In severe cases of feline UTI that don’t respond to oral medication, hospitalization may be required for intravenous fluids, injectable antibiotics, and urinary catheterization. Hospitalization allows close monitoring and supportive care while the infection clears.

Follow Up

After a course of antibiotics is completed, it is crucial for the cat to have a recheck veterinary exam and urinalysis to confirm the infection has resolved. The vet will analyze another urine sample and may run additional tests if any symptoms persist. According to Today’s Veterinary Practice, “Recheck urine culture 7 days after discontinuing antibiotic therapy. Positive growth should prompt investigation for causes of relapse or reinfection.” If the infection has not fully cleared with the initial antibiotic treatment, the vet may need to prescribe a different antibiotic, higher dosage, or longer duration of medication.

As noted on the VCA Animal Hospitals website, “After the course of antibiotics is completed, it is important to recheck the urinalysis to confirm that the infection is resolved. If it is not, then it is possible that a longer course of medication may be needed or that a different medication should be tried.” The follow up exam allows the vet to ensure the cat makes a full recovery. According to PrettyLitter, cat owners should plan for a recheck “in about a week or two after treatment to make sure there are no other symptoms that have surfaced.” With prompt reevaluation and continued care, most cats can recover fully from a UTI.


There are several ways to help prevent UTIs in cats. The most important is to encourage increased water intake. Cats with diluted urine are less likely to develop crystals and infections. Make sure fresh, clean water is always available and consider getting a cat fountain, as moving water encourages drinking. You can also add water to wet food.

Feeding an urinary health diet designed to promote urinary tract health may help. These foods contain ingredients that help acidify the urine and prevent crystal formation. Ask your vet for diet recommendations.

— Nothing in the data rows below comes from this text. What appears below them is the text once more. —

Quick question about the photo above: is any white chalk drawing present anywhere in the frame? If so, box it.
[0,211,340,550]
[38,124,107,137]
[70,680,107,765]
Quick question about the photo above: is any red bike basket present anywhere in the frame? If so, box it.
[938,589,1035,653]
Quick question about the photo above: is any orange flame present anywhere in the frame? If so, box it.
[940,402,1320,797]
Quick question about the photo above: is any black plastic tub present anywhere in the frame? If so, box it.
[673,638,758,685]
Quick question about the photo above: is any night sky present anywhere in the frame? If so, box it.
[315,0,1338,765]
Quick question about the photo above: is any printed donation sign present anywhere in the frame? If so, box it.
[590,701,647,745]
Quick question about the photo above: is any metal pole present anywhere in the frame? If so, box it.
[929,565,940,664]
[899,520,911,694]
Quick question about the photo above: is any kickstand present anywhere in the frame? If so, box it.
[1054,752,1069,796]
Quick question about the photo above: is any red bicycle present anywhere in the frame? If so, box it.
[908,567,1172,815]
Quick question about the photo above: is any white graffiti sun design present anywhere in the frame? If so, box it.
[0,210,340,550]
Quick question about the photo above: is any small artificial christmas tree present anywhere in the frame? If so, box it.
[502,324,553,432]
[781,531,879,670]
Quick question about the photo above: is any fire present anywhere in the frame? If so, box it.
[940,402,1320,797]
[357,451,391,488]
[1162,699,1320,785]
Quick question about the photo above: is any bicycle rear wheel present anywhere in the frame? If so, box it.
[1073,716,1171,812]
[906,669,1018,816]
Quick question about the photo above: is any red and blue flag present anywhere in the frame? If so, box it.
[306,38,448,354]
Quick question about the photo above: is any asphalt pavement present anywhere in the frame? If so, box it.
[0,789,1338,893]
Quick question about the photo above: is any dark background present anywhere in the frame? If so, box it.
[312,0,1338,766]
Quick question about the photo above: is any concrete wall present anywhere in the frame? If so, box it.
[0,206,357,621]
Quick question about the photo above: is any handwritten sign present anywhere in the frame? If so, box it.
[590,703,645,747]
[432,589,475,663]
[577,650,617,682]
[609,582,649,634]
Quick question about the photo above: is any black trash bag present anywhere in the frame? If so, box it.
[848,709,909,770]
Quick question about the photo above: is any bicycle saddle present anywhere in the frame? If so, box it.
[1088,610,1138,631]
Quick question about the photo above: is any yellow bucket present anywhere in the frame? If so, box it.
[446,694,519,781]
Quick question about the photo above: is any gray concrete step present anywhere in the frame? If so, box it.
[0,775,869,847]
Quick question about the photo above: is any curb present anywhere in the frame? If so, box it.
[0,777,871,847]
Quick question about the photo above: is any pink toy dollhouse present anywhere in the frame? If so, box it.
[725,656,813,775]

Reducing stress is also beneficial, as stress can contribute to FLUTD. Provide a consistent routine, proper enrichment through toys and scratching posts, and affection. Using synthetic feline pheromones like Feliway can also help relax cats.

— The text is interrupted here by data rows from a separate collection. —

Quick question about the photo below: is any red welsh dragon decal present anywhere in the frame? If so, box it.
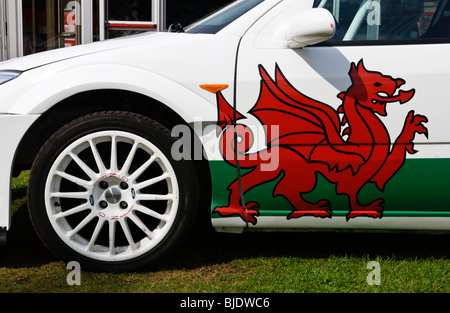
[213,60,428,224]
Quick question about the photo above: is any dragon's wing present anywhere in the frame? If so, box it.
[249,66,362,169]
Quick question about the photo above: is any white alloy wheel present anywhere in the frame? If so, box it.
[29,112,196,270]
[45,131,178,261]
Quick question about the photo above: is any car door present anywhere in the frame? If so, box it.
[225,0,450,229]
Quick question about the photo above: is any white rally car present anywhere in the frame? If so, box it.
[0,0,450,270]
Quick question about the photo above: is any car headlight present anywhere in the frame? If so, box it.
[0,70,22,85]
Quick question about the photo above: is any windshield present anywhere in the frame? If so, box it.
[186,0,264,34]
[314,0,450,41]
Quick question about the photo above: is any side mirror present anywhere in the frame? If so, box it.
[286,8,336,48]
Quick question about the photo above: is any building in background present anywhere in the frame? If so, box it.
[0,0,231,60]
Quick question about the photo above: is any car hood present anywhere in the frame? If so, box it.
[0,32,163,71]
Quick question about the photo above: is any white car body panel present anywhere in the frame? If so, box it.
[0,0,450,239]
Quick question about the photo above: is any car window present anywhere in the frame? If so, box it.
[314,0,450,42]
[186,0,264,34]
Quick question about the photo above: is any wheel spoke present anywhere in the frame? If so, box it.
[89,140,106,173]
[129,214,153,239]
[120,142,139,176]
[134,204,168,221]
[69,152,97,180]
[54,202,90,219]
[67,213,95,238]
[86,219,105,251]
[130,155,156,181]
[110,136,118,173]
[136,193,177,201]
[119,219,136,251]
[55,171,91,189]
[50,191,89,200]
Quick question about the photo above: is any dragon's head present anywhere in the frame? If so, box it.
[347,60,415,116]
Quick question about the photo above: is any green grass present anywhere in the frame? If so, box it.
[0,173,450,294]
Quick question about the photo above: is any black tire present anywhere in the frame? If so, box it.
[28,111,198,271]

Regular veterinary check ups to monitor urinary health are also recommended. Your vet may prescribe urinary supplements or medications as a preventative measure for at-risk cats. Good litter box hygiene is also important to minimize bacterial growth.


With prompt treatment, the prognosis for cats with UTIs is good. According to PetMD, most cats will fully recover within 7-10 days of developing a urinary tract infection when appropriately treated However, there is potential for recurrence if the underlying cause is not addressed. Cats may need to remain on a prescription urinary or canned diet for a longer period to prevent future UTIs.

Early detection and treatment of a UTI is key to avoiding complications and improving prognosis. If left untreated, the infection can spread to the kidneys, lead to bladder stones, or even rupture of the bladder according to WebMD By being alert for symptoms and promptly seeking veterinary care, cat owners can obtain treatment before the infection worsens. With quick response and adherence to veterinary recommendations, most cats fully recover and go on to live long healthy lives.